The elephant in the room

comparison

In my last blog post I wrote about the AV referendum and party political self-interest. Before that I wrote about AV, preference and how parties hold their internal elections.

In this post I will just explain the chart at the top of the page.

It shows the number of parliamentary seats each of the three main national parties gained in the UK 2010 General Election under first-past-the-post (FPTP) – these are the blue bars. The red bars show the number of seats each party would expect to gain under Alternative Vote (AV), based on a mock election involving 13,000 people. Finally the yellow bars show the number of seats which would be obtained under a proportional system.

The proportional system, where the number of seats is proportional to the number of votes gained nationwide, is what I would call “fair”.

Labour and Tory parties both benefit significantly under the current FPTP system and proposed AV systems.

3 comments

  1. koenfucius

    Isn't a problem with what you call "fair" that it would disadvantage regional parties? A party might poll 60% of the vote in a certain region, but barely a few % nationally. Even worse for independent candidates not affiliated with a party – their share of the national vote would be negligible, and so they would not stand little chance of being elected.

  2. SomeBeans

    @Koenfucius practically PR systems are usually based on constituencies of some sort – and so capture regional parties.

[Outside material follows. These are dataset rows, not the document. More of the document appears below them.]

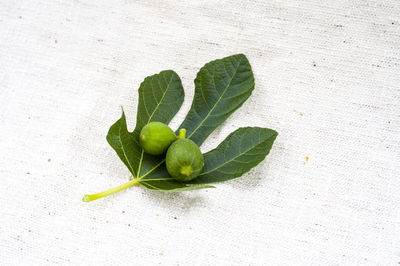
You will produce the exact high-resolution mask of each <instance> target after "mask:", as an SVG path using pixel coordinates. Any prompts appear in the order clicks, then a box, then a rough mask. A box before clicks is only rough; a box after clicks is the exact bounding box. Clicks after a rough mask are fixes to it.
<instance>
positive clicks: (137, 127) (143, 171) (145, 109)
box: [107, 70, 184, 178]
mask: <svg viewBox="0 0 400 266" xmlns="http://www.w3.org/2000/svg"><path fill="white" fill-rule="evenodd" d="M183 98H184V92H183V87H182V83H181V80H180V78H179V76H178V75H177V74H176V73H175V72H174V71H172V70H166V71H162V72H160V73H159V74H156V75H153V76H149V77H147V78H145V79H144V81H143V82H142V83H141V84H140V87H139V104H138V111H137V122H136V127H135V130H134V131H133V132H131V133H130V132H129V131H128V129H127V125H126V119H125V114H124V112H122V116H121V118H120V119H119V120H118V121H117V122H116V123H115V124H114V125H112V126H111V128H110V130H109V131H108V134H107V141H108V143H109V144H110V145H111V147H112V148H113V149H114V150H115V151H116V152H117V154H118V156H119V158H120V159H121V160H122V162H123V163H124V164H125V165H126V166H127V167H128V169H129V171H130V172H131V173H132V175H133V176H134V177H135V178H139V177H141V176H142V175H145V174H146V173H147V172H148V171H154V170H155V169H156V168H157V167H156V166H157V165H161V164H162V161H163V158H162V156H151V155H147V154H144V153H143V150H142V148H141V147H140V145H139V134H140V131H141V129H142V127H143V126H144V125H146V124H147V123H149V122H152V121H159V122H163V123H165V124H168V123H169V122H170V121H171V119H172V118H173V117H174V115H175V114H176V113H177V112H178V111H179V109H180V107H181V105H182V103H183ZM155 167H156V168H155ZM160 169H161V170H162V168H160ZM158 172H160V171H158ZM165 173H166V171H164V175H165ZM166 176H167V177H169V176H168V173H166Z"/></svg>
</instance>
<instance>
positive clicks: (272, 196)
mask: <svg viewBox="0 0 400 266" xmlns="http://www.w3.org/2000/svg"><path fill="white" fill-rule="evenodd" d="M236 53H244V54H246V56H247V57H248V59H249V61H250V63H251V65H252V68H253V72H254V75H255V82H256V88H255V90H254V92H253V94H252V95H251V97H250V98H249V99H248V101H247V102H246V103H245V104H244V105H243V106H242V107H241V108H240V109H238V110H237V111H236V112H235V113H234V114H233V115H232V116H231V117H230V118H229V119H228V120H227V121H226V122H225V123H224V124H222V125H221V126H220V127H218V128H217V130H216V131H215V132H213V134H212V135H210V137H209V138H208V139H207V141H206V142H205V143H204V145H203V146H202V147H201V150H202V151H203V152H205V151H208V150H210V149H212V148H214V147H216V146H217V145H218V143H220V142H221V141H222V140H223V139H224V138H225V137H226V136H227V135H228V134H229V133H230V132H232V131H234V130H235V129H237V128H238V127H244V126H261V127H268V128H272V129H275V130H277V131H278V132H279V136H278V138H277V139H276V142H275V144H274V146H273V148H272V150H271V153H270V154H269V155H268V157H267V159H266V160H265V161H263V162H262V163H261V164H260V165H258V166H257V167H255V168H254V169H252V170H251V171H250V172H249V173H247V174H245V175H244V176H242V177H241V178H239V179H236V180H232V181H229V182H226V183H220V184H216V187H217V188H215V189H206V190H201V191H193V192H184V193H162V192H153V191H149V190H146V189H145V188H143V187H132V188H130V189H127V190H125V191H122V192H120V193H118V194H115V195H112V196H110V197H107V198H104V199H100V200H97V201H94V202H91V203H83V202H81V198H82V196H83V195H84V194H87V193H96V192H100V191H102V190H105V189H108V188H111V187H114V186H117V185H120V184H122V183H124V182H126V181H127V180H129V178H130V176H129V172H128V170H127V169H126V167H125V166H124V165H123V164H122V162H121V161H120V160H119V159H118V157H117V155H116V154H115V152H114V151H113V150H112V149H111V147H110V146H109V145H108V144H107V142H106V140H105V135H106V133H107V131H108V129H109V127H110V126H111V125H112V124H113V123H114V122H115V121H116V120H117V119H118V118H119V117H120V110H121V108H120V106H123V107H124V110H125V113H126V116H127V122H128V127H129V129H131V130H132V129H133V128H134V126H135V119H136V107H137V102H138V92H137V89H138V87H139V84H140V83H141V81H142V80H143V79H144V78H145V77H146V76H149V75H152V74H154V73H158V72H160V71H161V70H165V69H173V70H175V71H176V72H177V73H178V74H179V76H180V77H181V79H182V83H183V86H184V88H185V101H184V104H183V106H182V108H181V110H180V111H179V113H178V114H177V115H176V117H175V118H174V119H173V121H172V122H171V124H170V125H171V127H172V128H173V129H176V128H177V127H178V126H179V124H180V123H181V122H182V121H183V119H184V117H185V115H186V113H187V111H188V110H189V108H190V104H191V100H192V97H193V94H194V83H193V80H194V78H195V77H196V73H197V71H198V70H199V68H200V67H201V66H203V65H204V64H205V63H207V62H209V61H211V60H214V59H217V58H223V57H226V56H229V55H232V54H236ZM0 136H1V138H0V151H1V153H0V184H1V186H0V188H1V193H0V206H1V208H0V264H1V265H55V264H60V265H158V264H161V265H398V264H399V263H400V203H399V202H400V193H399V191H400V179H399V178H400V152H399V151H400V2H399V1H397V0H387V1H385V0H383V1H364V0H353V1H326V0H306V1H298V0H295V1H281V0H273V1H263V0H251V1H150V0H147V1H131V0H115V1H105V0H98V1H89V0H71V1H61V0H38V1H30V0H20V1H10V0H3V1H1V2H0Z"/></svg>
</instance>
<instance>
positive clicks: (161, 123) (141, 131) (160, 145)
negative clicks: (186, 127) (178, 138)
mask: <svg viewBox="0 0 400 266" xmlns="http://www.w3.org/2000/svg"><path fill="white" fill-rule="evenodd" d="M176 138H177V137H176V135H175V133H174V131H172V129H171V128H170V127H169V126H167V125H166V124H164V123H161V122H150V123H148V124H147V125H145V126H144V127H143V128H142V131H141V132H140V136H139V142H140V145H141V146H142V148H143V149H144V151H145V152H147V153H149V154H152V155H159V154H163V153H164V152H165V151H166V150H167V149H168V147H169V145H171V143H172V142H174V141H175V140H176Z"/></svg>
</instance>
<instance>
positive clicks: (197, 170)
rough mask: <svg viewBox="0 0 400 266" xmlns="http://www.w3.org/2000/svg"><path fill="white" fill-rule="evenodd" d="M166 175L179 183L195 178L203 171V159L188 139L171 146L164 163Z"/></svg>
mask: <svg viewBox="0 0 400 266" xmlns="http://www.w3.org/2000/svg"><path fill="white" fill-rule="evenodd" d="M165 164H166V166H167V171H168V173H169V174H170V175H171V176H172V177H173V178H175V179H177V180H179V181H184V182H185V181H190V180H192V179H194V178H196V177H197V176H198V175H199V174H200V173H201V170H202V169H203V164H204V157H203V154H202V153H201V151H200V149H199V147H198V146H197V145H196V143H194V142H193V141H192V140H190V139H185V138H184V136H183V138H182V134H180V137H179V139H178V140H177V141H175V142H174V143H172V144H171V146H170V147H169V148H168V151H167V158H166V162H165Z"/></svg>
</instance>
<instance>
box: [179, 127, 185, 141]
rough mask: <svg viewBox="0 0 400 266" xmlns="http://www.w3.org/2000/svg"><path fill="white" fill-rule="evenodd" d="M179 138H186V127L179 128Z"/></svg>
mask: <svg viewBox="0 0 400 266" xmlns="http://www.w3.org/2000/svg"><path fill="white" fill-rule="evenodd" d="M178 138H179V139H184V138H186V129H184V128H182V129H180V130H179V136H178Z"/></svg>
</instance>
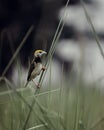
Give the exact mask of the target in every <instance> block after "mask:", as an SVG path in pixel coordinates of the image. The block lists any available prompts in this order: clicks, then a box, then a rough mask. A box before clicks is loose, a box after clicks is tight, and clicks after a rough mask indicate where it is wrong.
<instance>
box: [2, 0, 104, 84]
mask: <svg viewBox="0 0 104 130" xmlns="http://www.w3.org/2000/svg"><path fill="white" fill-rule="evenodd" d="M66 2H67V0H31V1H29V0H15V1H13V0H0V76H6V77H7V78H8V79H9V80H12V81H13V82H15V83H16V81H17V80H18V71H17V64H20V65H21V66H22V69H21V71H22V73H21V74H22V75H23V76H22V78H23V80H24V81H25V80H26V76H27V69H28V63H29V62H28V61H29V60H31V58H32V55H33V52H34V50H36V49H43V50H45V51H47V52H49V49H50V46H51V43H52V39H53V37H54V35H55V32H56V29H57V26H58V23H59V21H60V19H61V18H62V17H63V15H64V6H65V4H66ZM84 2H85V5H86V9H87V11H88V14H89V16H90V18H91V20H92V23H93V24H94V27H95V30H96V32H97V35H98V36H99V39H100V43H101V45H102V48H103V46H104V45H103V39H104V22H103V19H104V14H103V12H104V1H103V0H84ZM65 14H66V16H65V17H64V19H63V22H64V23H65V25H64V28H63V31H62V33H61V36H60V38H59V41H58V43H57V45H56V50H55V54H54V58H53V62H52V79H53V81H54V82H58V78H60V72H61V69H62V64H63V66H64V76H65V78H67V79H69V77H70V72H71V71H73V75H71V77H72V81H74V80H75V79H76V78H77V77H78V75H79V73H80V72H81V71H82V73H83V76H82V77H83V80H84V81H85V82H86V83H92V82H95V81H96V80H99V79H100V78H101V79H102V80H101V81H103V78H102V77H103V76H104V69H103V66H104V61H103V58H102V56H101V54H100V51H99V48H98V46H97V44H96V41H95V37H94V35H93V33H92V29H91V27H90V26H89V23H88V21H87V19H86V17H85V14H84V11H83V9H82V6H81V3H80V0H70V2H69V5H68V7H67V8H66V10H65ZM31 27H32V29H31ZM29 29H31V31H30V34H29V36H28V37H27V38H26V40H25V42H24V43H23V45H22V46H21V47H20V50H19V51H18V53H17V55H16V58H15V60H13V62H12V64H11V65H10V67H9V68H6V67H7V66H8V63H9V62H10V59H11V58H12V57H13V55H14V54H15V52H16V50H17V49H18V48H19V46H20V45H21V42H22V40H23V39H24V37H25V36H26V33H27V32H28V31H29ZM5 69H6V70H5ZM48 77H49V76H48V73H47V78H48ZM101 84H102V83H101Z"/></svg>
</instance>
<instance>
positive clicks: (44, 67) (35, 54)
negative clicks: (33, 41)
mask: <svg viewBox="0 0 104 130" xmlns="http://www.w3.org/2000/svg"><path fill="white" fill-rule="evenodd" d="M44 54H47V53H46V52H45V51H43V50H36V51H35V52H34V57H33V60H32V62H31V64H30V68H29V71H28V76H27V83H26V85H25V87H26V86H27V85H28V83H29V82H30V81H33V79H35V78H36V77H37V76H38V75H39V74H40V72H41V71H42V70H43V71H44V70H45V69H46V68H45V67H44V66H43V65H42V60H41V58H42V56H43V55H44ZM33 82H34V81H33ZM34 83H35V82H34ZM35 85H36V86H37V87H39V85H37V84H36V83H35Z"/></svg>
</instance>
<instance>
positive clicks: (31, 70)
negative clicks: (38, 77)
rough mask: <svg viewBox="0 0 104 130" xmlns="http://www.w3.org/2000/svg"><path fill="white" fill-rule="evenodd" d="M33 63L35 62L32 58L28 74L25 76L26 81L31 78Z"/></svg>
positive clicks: (34, 67) (35, 63)
mask: <svg viewBox="0 0 104 130" xmlns="http://www.w3.org/2000/svg"><path fill="white" fill-rule="evenodd" d="M35 65H36V62H35V60H34V59H33V61H32V63H31V64H30V68H29V72H28V76H27V81H30V80H31V73H32V71H33V70H34V69H35Z"/></svg>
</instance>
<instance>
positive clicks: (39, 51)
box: [34, 50, 47, 57]
mask: <svg viewBox="0 0 104 130" xmlns="http://www.w3.org/2000/svg"><path fill="white" fill-rule="evenodd" d="M44 54H47V52H45V51H43V50H36V51H35V52H34V56H35V57H41V56H43V55H44Z"/></svg>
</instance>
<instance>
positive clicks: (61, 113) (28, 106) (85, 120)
mask: <svg viewBox="0 0 104 130" xmlns="http://www.w3.org/2000/svg"><path fill="white" fill-rule="evenodd" d="M58 86H59V85H58ZM43 87H44V86H43ZM49 87H50V85H48V86H47V88H45V89H42V90H41V92H40V93H39V94H37V96H38V98H37V99H36V100H35V101H36V103H35V105H34V106H33V108H32V112H31V115H30V117H29V121H28V123H27V125H26V130H31V129H32V130H34V129H38V130H51V129H52V130H53V129H54V130H103V125H104V122H103V118H104V103H103V99H104V93H103V92H102V91H101V90H100V89H98V88H97V87H96V86H85V84H82V83H80V84H77V85H73V86H72V85H71V84H70V83H68V84H67V85H66V83H65V82H64V83H63V85H62V86H59V87H57V86H56V88H57V89H54V90H52V89H49ZM54 88H55V86H54ZM48 89H49V90H48ZM18 93H19V94H20V95H21V96H22V97H23V98H24V99H25V101H26V102H27V104H31V102H32V101H33V99H34V98H36V96H34V93H33V92H32V91H31V89H30V88H27V89H24V90H22V89H19V90H18ZM27 104H26V103H25V102H24V101H23V100H22V99H21V97H19V96H18V95H17V94H16V93H15V92H12V91H11V92H10V91H9V92H6V93H3V92H1V93H0V129H2V130H14V129H15V130H22V128H23V125H24V121H25V119H26V117H27V113H28V112H29V109H30V108H29V106H28V105H27Z"/></svg>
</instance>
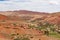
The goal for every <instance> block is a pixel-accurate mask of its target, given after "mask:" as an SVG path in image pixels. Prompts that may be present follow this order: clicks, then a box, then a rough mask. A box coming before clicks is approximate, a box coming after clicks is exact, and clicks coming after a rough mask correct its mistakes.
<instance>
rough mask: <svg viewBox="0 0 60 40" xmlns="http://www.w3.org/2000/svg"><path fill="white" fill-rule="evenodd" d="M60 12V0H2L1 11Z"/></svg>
mask: <svg viewBox="0 0 60 40" xmlns="http://www.w3.org/2000/svg"><path fill="white" fill-rule="evenodd" d="M14 10H30V11H38V12H60V0H0V11H14Z"/></svg>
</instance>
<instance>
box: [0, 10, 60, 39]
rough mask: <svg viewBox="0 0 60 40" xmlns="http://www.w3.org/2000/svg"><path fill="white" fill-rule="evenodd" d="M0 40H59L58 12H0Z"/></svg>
mask: <svg viewBox="0 0 60 40" xmlns="http://www.w3.org/2000/svg"><path fill="white" fill-rule="evenodd" d="M0 40H60V12H55V13H45V12H34V11H27V10H19V11H6V12H5V11H4V12H2V11H1V12H0Z"/></svg>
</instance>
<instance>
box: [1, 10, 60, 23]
mask: <svg viewBox="0 0 60 40" xmlns="http://www.w3.org/2000/svg"><path fill="white" fill-rule="evenodd" d="M0 14H3V15H5V16H3V15H0V19H5V18H6V16H8V18H10V19H14V20H29V21H33V20H38V21H46V22H49V23H53V24H60V12H55V13H46V12H35V11H27V10H19V11H6V12H0Z"/></svg>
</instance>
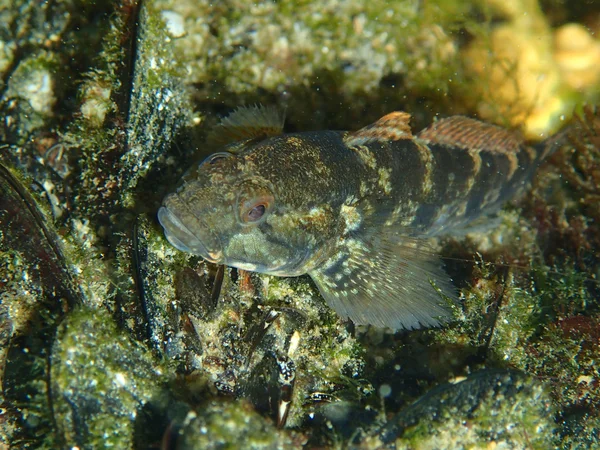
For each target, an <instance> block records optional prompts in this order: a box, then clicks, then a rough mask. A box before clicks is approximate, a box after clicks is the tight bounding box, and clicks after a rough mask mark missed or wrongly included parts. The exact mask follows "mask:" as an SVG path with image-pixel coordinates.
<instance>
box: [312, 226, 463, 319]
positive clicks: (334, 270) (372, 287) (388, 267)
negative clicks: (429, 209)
mask: <svg viewBox="0 0 600 450" xmlns="http://www.w3.org/2000/svg"><path fill="white" fill-rule="evenodd" d="M377 244H381V245H368V244H365V243H364V242H362V241H353V240H352V239H349V240H347V241H346V242H344V243H343V244H341V246H340V251H339V252H338V253H337V254H336V255H335V256H334V257H332V258H331V259H329V260H328V261H326V262H325V264H324V265H323V266H321V267H319V268H317V269H315V270H313V271H312V272H310V276H311V277H312V279H313V280H314V282H315V283H316V285H317V286H318V288H319V290H320V292H321V294H322V295H323V298H324V299H325V301H326V302H327V304H328V305H329V306H330V307H331V308H333V309H334V310H335V311H336V312H337V313H338V314H339V315H340V316H341V317H343V318H350V319H351V320H352V321H353V322H354V323H355V324H357V325H375V326H378V327H389V328H392V329H395V330H401V329H409V330H410V329H416V328H421V327H428V326H438V325H440V324H442V323H444V322H448V321H449V320H451V319H452V317H453V313H452V310H453V304H454V303H455V302H456V300H457V296H456V289H455V288H454V286H453V285H452V283H451V281H450V279H449V277H448V276H447V275H446V273H445V272H444V270H443V269H442V268H441V261H440V260H439V258H438V257H437V256H436V255H434V254H433V253H431V252H427V251H425V250H424V249H423V246H422V242H421V241H419V240H416V239H412V238H408V239H403V240H400V238H395V237H394V238H392V239H390V238H381V239H379V242H378V243H377Z"/></svg>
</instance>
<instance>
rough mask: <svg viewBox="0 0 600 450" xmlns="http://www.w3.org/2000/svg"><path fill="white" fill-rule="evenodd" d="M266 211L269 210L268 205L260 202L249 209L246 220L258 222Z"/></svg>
mask: <svg viewBox="0 0 600 450" xmlns="http://www.w3.org/2000/svg"><path fill="white" fill-rule="evenodd" d="M265 212H267V205H265V204H264V203H259V204H257V205H255V206H253V207H252V208H251V209H250V210H249V211H248V213H247V214H246V220H247V221H248V222H256V221H258V220H260V219H262V216H264V215H265Z"/></svg>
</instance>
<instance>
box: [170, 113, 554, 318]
mask: <svg viewBox="0 0 600 450" xmlns="http://www.w3.org/2000/svg"><path fill="white" fill-rule="evenodd" d="M409 119H410V116H409V115H408V114H406V113H402V112H394V113H390V114H388V115H387V116H384V117H383V118H381V119H380V120H379V121H377V122H375V123H374V124H372V125H369V126H367V127H365V128H363V129H361V130H358V131H356V132H337V131H317V132H305V133H293V134H282V135H278V136H272V137H267V138H263V137H260V136H257V137H255V138H252V139H249V140H247V141H244V142H238V143H235V144H232V145H230V146H228V147H225V149H224V150H225V151H230V152H231V153H233V154H227V153H225V154H222V155H221V156H220V157H219V156H217V157H215V158H214V159H213V160H209V161H208V162H205V163H203V164H201V165H200V166H199V167H198V168H197V169H195V170H192V171H191V172H190V173H188V174H187V175H186V176H185V177H184V179H183V181H182V184H181V186H180V188H179V189H178V191H177V192H176V193H175V194H171V195H169V196H168V197H167V198H166V199H165V201H164V204H163V205H164V206H163V208H161V210H160V211H159V220H160V221H161V223H162V224H163V227H164V228H165V233H166V235H167V237H168V239H169V241H170V242H171V243H173V244H174V245H175V246H176V247H178V248H180V249H182V250H185V251H191V252H193V253H196V254H199V255H201V256H203V257H205V258H206V259H209V260H212V261H214V262H217V263H222V264H227V265H232V266H234V267H239V268H243V269H247V270H254V271H258V272H264V273H269V274H273V275H279V276H296V275H301V274H305V273H308V274H309V275H310V276H311V277H312V278H313V280H314V281H315V283H316V284H317V286H318V287H319V290H320V292H321V293H322V295H323V297H324V298H325V300H326V301H327V303H328V304H329V305H330V306H331V307H333V308H334V309H335V310H336V311H337V312H338V314H340V316H342V317H344V318H350V319H352V320H353V321H354V322H355V323H357V324H373V325H377V326H387V327H391V328H394V329H401V328H408V329H411V328H418V327H419V326H423V325H425V326H433V325H438V324H440V323H442V322H444V321H447V320H449V319H450V318H451V313H450V311H449V307H448V304H447V303H446V301H445V300H444V298H443V297H441V296H440V295H439V293H438V289H439V290H441V291H442V292H443V293H444V294H445V295H446V296H447V297H450V298H455V293H454V288H453V287H452V285H451V283H450V282H449V281H448V278H447V276H446V275H445V274H444V272H443V270H442V269H441V264H440V262H439V261H438V260H437V258H436V257H435V256H433V255H432V254H431V252H427V251H425V250H424V244H423V240H422V238H425V237H428V236H433V235H439V234H446V233H454V232H459V231H460V230H461V229H463V228H464V227H466V226H468V225H469V223H471V222H472V221H473V220H474V219H476V218H478V217H480V216H482V215H485V214H489V213H490V212H494V211H496V210H498V209H499V208H500V207H501V206H502V205H503V204H504V203H505V202H506V201H507V200H509V199H510V198H512V197H514V196H516V195H519V194H520V193H521V192H523V191H524V189H525V188H526V186H527V182H528V181H529V180H530V179H531V177H532V175H533V174H534V172H535V169H536V168H537V166H538V165H539V163H540V161H542V160H543V158H544V157H545V156H546V154H547V153H548V152H549V148H548V147H545V148H542V149H541V150H540V151H538V150H536V149H534V148H532V147H528V146H526V145H525V144H524V143H523V142H522V141H521V140H520V138H519V137H518V136H517V135H515V134H512V133H510V132H508V131H506V130H504V129H502V128H499V127H495V126H492V125H488V124H485V123H482V122H478V121H476V120H473V119H468V118H465V117H460V116H455V117H451V118H448V119H443V120H440V121H438V122H436V123H434V124H433V125H431V126H430V127H428V128H426V129H425V130H423V131H421V132H420V133H419V134H418V135H416V136H413V134H412V132H411V130H410V127H409ZM232 122H233V121H232ZM432 282H433V283H434V284H435V288H434V287H433V286H432V284H431V283H432Z"/></svg>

    Independent candidates stand little chance of election under the current system, I think there may be one in Northern Ireland this term and there was one in Wyre Forest in the last parliament.

    Regional parties are strongly represented in the devolved assemblies.

    The current system favours regional parties over parties who have widespread uniform support.

  3. koenfucius

    @Somebeans (trying again – Blogspot has eaten my comment twice already. Grr!)

    I think the reason why independent candidates stand little chance is little to do with the voting system (but more with the whole electoral system in which party machines can devote more resources than individuals).

    In my view, what you call a "fair" proportional system, allocating seats on the basis of a national vote favours *national* *parties* – and hence disadvantages regional parties and even more so independent, non-party-affiliated candidates.

    So I'm not sure "fair" is a useful term: it may be unfair that a party polling, say, 10% of the vote nationally, gets nothing like 10% of the seats in parliament; but is it not equally unfair that someone who gets 50% of the vote in a specific area, but nationally less than 0.1%, doesn't stand a chance to get elected?

    How "fair" a proportional system is depends a lot on how big the constituencies are.